Kubernetes Resource Requests and Limits: The Complete Production Guide
Resource requests and limits control how Kubernetes schedules pods and what happens when nodes run out of capacity. Set them wrong and you get OOMKilled containers, CPU throttling that adds latency, or nodes that over-commit and evict your most important workloads. Here's how to get them right.

Resource requests and limits are two numbers on every container spec that directly control your cluster's stability, cost, and performance. Most teams either skip them entirely (causing over-commit and eviction cascades) or set them conservatively high (wasting 60–70% of provisioned compute).
Getting them right requires understanding what each number actually does — which is different from what most documentation implies.

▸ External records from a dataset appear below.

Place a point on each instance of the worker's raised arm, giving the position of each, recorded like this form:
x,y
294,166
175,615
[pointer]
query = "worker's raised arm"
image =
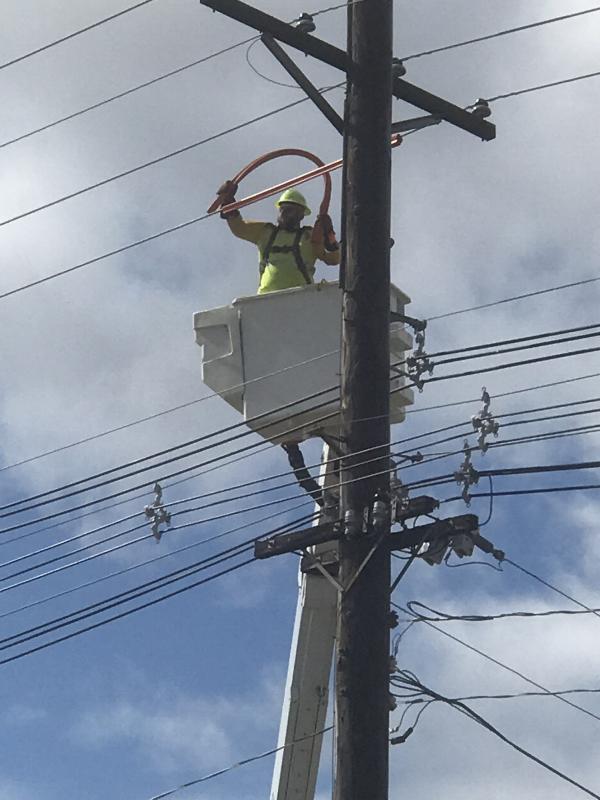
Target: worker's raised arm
x,y
325,245
243,229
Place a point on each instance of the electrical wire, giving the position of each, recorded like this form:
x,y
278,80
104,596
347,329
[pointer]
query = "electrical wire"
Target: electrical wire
x,y
242,763
145,84
505,32
514,298
158,414
125,93
252,446
243,424
516,340
70,36
555,589
541,86
508,696
147,604
409,679
503,665
414,607
307,518
151,163
123,614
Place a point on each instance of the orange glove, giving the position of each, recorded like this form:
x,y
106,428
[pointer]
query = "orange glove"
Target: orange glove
x,y
226,194
325,233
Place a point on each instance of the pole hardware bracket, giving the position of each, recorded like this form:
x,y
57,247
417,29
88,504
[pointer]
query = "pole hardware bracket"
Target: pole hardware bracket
x,y
419,363
484,422
415,124
305,23
466,475
157,513
297,540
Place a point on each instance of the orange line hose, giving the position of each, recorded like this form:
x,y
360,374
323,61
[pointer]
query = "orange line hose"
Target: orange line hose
x,y
321,169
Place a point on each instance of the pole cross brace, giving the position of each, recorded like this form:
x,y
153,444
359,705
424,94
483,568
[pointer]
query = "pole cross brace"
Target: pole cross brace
x,y
303,82
442,529
297,540
327,53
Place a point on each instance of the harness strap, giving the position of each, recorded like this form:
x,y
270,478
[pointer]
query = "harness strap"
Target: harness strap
x,y
294,248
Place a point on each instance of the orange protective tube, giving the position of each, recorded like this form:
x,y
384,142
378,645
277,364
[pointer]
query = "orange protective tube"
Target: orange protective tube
x,y
322,169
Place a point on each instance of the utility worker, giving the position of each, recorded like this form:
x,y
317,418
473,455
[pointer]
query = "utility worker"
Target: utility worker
x,y
287,251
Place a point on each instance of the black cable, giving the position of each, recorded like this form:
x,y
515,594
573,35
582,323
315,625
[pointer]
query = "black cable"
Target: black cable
x,y
145,165
515,349
524,296
534,470
125,93
74,34
516,340
133,594
325,417
420,410
190,442
307,519
513,696
502,665
467,711
550,586
134,462
497,34
441,616
541,86
123,614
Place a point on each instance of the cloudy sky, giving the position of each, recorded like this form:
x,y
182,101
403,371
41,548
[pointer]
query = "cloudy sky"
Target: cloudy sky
x,y
194,684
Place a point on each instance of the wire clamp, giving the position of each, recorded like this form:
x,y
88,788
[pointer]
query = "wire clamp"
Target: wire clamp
x,y
305,23
484,422
157,513
400,500
381,514
398,68
419,363
466,475
481,108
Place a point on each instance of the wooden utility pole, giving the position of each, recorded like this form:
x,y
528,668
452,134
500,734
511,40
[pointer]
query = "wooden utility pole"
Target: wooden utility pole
x,y
362,664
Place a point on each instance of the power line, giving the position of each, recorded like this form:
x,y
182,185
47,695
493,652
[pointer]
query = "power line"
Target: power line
x,y
505,32
307,519
74,34
158,414
411,681
442,616
166,411
541,86
201,565
508,696
123,614
253,446
536,293
551,587
502,665
515,340
145,84
175,228
125,93
256,418
242,763
153,162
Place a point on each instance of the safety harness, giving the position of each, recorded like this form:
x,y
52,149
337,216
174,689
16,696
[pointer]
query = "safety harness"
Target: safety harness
x,y
293,248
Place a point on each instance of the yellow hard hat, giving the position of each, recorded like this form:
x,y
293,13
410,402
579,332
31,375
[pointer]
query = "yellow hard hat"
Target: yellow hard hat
x,y
294,196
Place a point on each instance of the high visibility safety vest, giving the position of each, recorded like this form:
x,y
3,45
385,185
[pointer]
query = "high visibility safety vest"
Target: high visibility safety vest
x,y
286,258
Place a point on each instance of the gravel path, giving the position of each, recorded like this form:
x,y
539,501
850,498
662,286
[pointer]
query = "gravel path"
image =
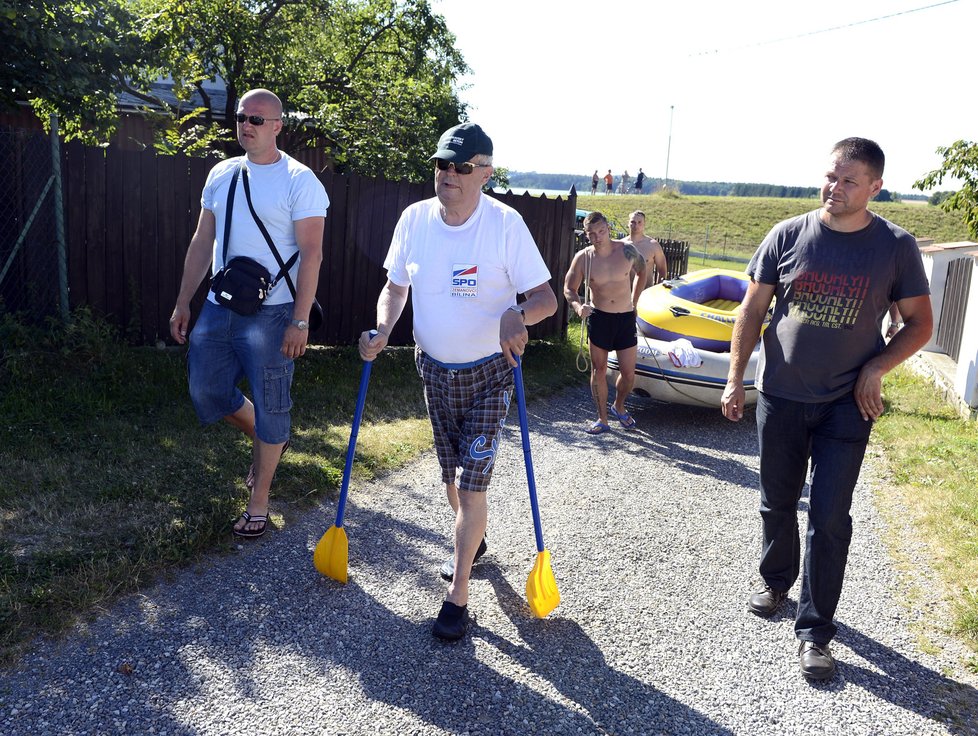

Requests vs Limits: What They Actually Do
Requests
A resource request is what Kubernetes uses for scheduling. The scheduler finds a node with enough unallocated CPU and memory to satisfy all the requests of a pod. If no node has sufficient unallocated capacity, the pod stays Pending.
Requests do not cap usage. A container with cpu: "500m" request can use 2 CPUs if the node has spare capacity. The request is a scheduling hint and a QoS floor, not a ceiling.
Limits
A resource limit is what the kernel enforces at runtime. CPU limits are enforced via CFS (Completely Fair Scheduler) bandwidth control — the container's CPU usage is throttled if it exceeds the limit. Memory limits are enforced via cgroups — if a container exceeds its memory limit, the kernel OOMKills it.
The key difference:
- Exceeding CPU limit → throttled (slower, but still running)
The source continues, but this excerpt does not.